Farce
The intent here can only be to produce a farce.
According to sources, the orders (and presumably the funding) have been given for mobilizing mass organizations to begin laying siege on the Senate. The orders were given by the usual suspects: the dark lords of “civil society” groups who treat people’s organizations like there were personal fiefdoms used to serve whatever their personal political agenda might be at the moment.
There is nothing imaginative in this effort. It is an attempt to recreate Edsa Dos — notwithstanding the sound warming of an eminent philosopher about history seeming to repeat itself: the first time it is a tragedy, the second time it is a farce.
The basic template of the forces behind Edsa Dos is to harness popular outrage in the streets and eventually displace the Senate as the arena where the impeachment issue is resolved. Those now attempting a counterfeit DVD version of Edsa Dos might do well to pay heed to some fundamental differences between then and now.
At Edsa Dos, the legislature was attempting to impeach the president. When support for the sitting president was withdrawn by a critical mass of officials, the Supreme Court stepped in and declared the president had “constructively” resigned. The Court then officiated the oath of office to the constitutional successor in order to avert a dangerous power vacuum.
The present plan to lay siege on the Senate from the streets cannot hope to bring things to a dynamic stalemate where the Court might step in to favor the mob. The Senate was once rendered impotent by Edsa Dos. It is not in the mood to let this happen again.
Any serious effort to displace the Senate as the proper venue for settling the present impeachment controversy will likely force the majority of senators to close ranks and defend their institution. There are a few senators so overcome by partisan passion that they might devalue the institution they serve. But these can only be a minority.
If there is any significant effort to overwhelm the Senate from the streets, the entire matter transforms into a two-pronged coup masterminded from the executive branch: first against the judiciary and then against the upper half of the legislature.
Those who may thinly disguise themselves as representatives of “people power” will easily be unmasked as mere foot soldiers of state overlords. They are pawns of an emperor recklessly playing power games where our political institutions could all equally end up as collateral damage.
Given that this episode is quickly turning into an inter-branch governmental coup, the closer resemblance might be China’s Cultural Revolution more than our Edsa Dos.
In the early sixties, Mao Zedong launched a badly conceived program of rapid industrialization called The Great Leap Forward. That program was a massive failure, causing an estimated 20 million Chinese citizens to die from the famines.

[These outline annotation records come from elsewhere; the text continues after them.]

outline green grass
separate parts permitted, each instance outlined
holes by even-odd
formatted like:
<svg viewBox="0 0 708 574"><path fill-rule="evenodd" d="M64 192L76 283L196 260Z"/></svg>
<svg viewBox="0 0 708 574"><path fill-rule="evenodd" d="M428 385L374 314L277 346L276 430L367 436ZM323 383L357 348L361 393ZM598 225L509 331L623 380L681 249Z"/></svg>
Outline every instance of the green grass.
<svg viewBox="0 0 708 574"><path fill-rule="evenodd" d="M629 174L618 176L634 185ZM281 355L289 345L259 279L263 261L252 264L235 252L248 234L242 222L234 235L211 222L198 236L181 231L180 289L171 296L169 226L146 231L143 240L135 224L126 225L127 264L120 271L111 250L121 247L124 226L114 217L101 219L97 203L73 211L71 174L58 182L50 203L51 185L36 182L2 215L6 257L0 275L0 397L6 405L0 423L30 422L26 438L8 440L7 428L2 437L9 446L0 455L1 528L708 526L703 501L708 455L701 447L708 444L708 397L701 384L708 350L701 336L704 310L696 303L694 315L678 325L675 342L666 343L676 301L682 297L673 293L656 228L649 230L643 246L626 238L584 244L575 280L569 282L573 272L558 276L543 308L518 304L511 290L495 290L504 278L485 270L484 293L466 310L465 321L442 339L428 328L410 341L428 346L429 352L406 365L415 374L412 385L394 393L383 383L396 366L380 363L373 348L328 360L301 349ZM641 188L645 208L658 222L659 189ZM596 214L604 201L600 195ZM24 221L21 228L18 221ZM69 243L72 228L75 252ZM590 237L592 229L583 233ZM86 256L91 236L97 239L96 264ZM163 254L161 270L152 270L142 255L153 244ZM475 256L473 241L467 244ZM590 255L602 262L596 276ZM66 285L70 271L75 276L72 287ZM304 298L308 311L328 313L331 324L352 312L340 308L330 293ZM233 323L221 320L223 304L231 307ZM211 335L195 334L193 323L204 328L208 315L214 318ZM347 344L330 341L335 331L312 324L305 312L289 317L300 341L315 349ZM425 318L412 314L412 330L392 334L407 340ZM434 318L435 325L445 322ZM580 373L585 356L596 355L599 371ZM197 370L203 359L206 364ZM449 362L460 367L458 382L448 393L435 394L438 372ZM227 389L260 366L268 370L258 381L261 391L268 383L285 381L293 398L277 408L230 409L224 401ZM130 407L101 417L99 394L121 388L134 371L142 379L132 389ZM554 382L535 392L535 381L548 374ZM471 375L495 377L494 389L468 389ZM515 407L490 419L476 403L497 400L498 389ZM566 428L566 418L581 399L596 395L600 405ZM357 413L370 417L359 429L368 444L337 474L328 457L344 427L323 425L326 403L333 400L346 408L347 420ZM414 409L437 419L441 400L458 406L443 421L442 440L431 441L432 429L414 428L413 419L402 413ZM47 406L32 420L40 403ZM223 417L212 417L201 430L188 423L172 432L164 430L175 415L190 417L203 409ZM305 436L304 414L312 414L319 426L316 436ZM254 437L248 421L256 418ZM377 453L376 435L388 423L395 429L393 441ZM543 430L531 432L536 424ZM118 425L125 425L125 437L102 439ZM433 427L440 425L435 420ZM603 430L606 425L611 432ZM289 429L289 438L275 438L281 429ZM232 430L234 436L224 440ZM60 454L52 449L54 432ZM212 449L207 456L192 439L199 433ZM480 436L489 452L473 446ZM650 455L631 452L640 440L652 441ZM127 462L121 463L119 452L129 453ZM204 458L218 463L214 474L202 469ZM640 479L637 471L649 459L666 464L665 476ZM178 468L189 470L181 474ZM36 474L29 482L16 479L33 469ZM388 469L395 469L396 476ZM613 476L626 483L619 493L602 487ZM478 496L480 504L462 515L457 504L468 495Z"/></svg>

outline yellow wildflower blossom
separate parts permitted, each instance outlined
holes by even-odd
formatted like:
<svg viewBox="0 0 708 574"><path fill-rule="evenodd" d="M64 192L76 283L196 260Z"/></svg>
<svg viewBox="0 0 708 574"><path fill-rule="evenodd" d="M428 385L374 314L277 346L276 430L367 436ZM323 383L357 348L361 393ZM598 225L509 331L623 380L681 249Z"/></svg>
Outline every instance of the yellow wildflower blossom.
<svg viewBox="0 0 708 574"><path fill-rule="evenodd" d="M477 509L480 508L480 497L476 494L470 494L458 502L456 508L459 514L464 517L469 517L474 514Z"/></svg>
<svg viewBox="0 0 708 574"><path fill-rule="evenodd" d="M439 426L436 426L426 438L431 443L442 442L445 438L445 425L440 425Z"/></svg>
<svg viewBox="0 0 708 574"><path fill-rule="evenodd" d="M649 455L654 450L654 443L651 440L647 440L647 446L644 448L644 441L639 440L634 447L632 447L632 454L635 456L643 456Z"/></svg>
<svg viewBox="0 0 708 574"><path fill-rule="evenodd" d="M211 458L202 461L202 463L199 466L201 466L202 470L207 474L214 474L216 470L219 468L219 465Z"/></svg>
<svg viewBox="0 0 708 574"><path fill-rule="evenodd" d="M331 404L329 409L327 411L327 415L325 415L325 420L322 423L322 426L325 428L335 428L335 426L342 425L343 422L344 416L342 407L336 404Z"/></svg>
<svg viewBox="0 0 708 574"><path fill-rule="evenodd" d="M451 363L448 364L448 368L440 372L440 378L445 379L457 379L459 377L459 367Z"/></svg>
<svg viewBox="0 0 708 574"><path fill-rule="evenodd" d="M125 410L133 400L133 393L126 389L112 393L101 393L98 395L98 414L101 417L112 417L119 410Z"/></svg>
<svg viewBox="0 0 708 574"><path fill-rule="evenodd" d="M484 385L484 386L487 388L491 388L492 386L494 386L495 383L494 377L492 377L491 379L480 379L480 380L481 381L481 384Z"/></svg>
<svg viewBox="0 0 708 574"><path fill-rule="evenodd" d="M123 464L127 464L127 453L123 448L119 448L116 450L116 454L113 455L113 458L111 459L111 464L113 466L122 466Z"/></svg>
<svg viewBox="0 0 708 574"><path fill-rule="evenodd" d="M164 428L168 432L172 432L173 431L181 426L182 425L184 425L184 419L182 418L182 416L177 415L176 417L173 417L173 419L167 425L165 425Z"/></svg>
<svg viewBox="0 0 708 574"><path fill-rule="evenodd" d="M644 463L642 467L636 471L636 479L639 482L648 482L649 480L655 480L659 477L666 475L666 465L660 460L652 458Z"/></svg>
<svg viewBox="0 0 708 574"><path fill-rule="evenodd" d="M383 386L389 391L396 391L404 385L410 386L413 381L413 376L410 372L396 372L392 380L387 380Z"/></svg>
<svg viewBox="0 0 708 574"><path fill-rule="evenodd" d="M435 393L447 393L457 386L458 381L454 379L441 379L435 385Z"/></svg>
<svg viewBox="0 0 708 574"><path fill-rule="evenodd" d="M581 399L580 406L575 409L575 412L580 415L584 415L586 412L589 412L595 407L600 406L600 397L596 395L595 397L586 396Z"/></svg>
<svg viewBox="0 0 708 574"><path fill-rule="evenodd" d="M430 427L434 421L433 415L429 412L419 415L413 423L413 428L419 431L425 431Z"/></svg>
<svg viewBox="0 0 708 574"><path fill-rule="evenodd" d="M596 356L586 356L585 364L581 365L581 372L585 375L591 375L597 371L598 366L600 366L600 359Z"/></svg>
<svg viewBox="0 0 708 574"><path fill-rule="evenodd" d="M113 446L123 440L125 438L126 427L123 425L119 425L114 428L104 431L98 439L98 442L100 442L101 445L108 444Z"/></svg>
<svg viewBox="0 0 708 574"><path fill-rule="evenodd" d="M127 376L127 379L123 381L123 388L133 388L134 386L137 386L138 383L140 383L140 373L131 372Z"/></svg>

The failure of the Great Leap Forward caused Mao’s authority to be questioned within the ruling party and the bureaucracy. To bolster his political position (and cover up the economic fiasco), Mao called out radical thugs to the streets. The Red Guards went into a rampage, murdering intellectuals and forcing out party leaders who dared question Mao. It took many years for China to restore order and many more years to recover from the devastation wrought by this political orgy. An entire generation was lost to this frenzy.
Are our people’s organizations now be ready to be used as rampaging Red Guards, the mindless troops of a section of the state warring on another?
The answer to that question will determine whether the projected massing in the streets to overwhelm the Senate and render the trial court irrelevant will be viable or not. Whatever the answer to that question is, this political project betrays utter political desperation.
I would not call this directive for street action as Plan C. It is nothing more than the more desperate variant of Plan A.
Plan A involved a political blitz against the Chief Justice, deploying massive propaganda to manufacture public opinion, dragging the man and his family to the mud, breaking his will to resist impeachment and forcing a resignation. The blitz obviously failed.
Plan B is going to a tedious trial with a badly crafted impeachment complaint and a weak prosecution brief. After two weeks of trial, this venue does not seem sufficiently reassuring for the administration-led campaign. With all the resources of the state behind them, including Palace spokesmen taking daily pot shots at the Chief Justice, the prosecution panel always seems to crumble on matters of law and the rules of evidence.
The prosecution panel, reading what seems to be a different political script, now threatens to drag in 100 reluctant (and protesting) witnesses to the trial. That will only ensure that this thing will drag on to eternity. The public will be so sick of it they will regret this thing ever commenced in the first place. The prosecution’s opportunities for displaying incompetence will only multiply.
And so back to Plan A, it is. Lay siege on the Senate — and get results quickly.
The 1986 Edsa Revolution happened in February. Edsa Dos happened in January. By March, the streets will be too hot to attract people to sit on the pavement. Schools would have closed by then and people will have run off to the beaches.
The dark lords attempting to mastermind a “people power” resolution of this episode have a short horizon to work with, and probably little rage to harness. But they are not likely to be dissuaded by a President who, while still a candidate, threatened “people power” should he lose the count. Too many old scripts are being recycled.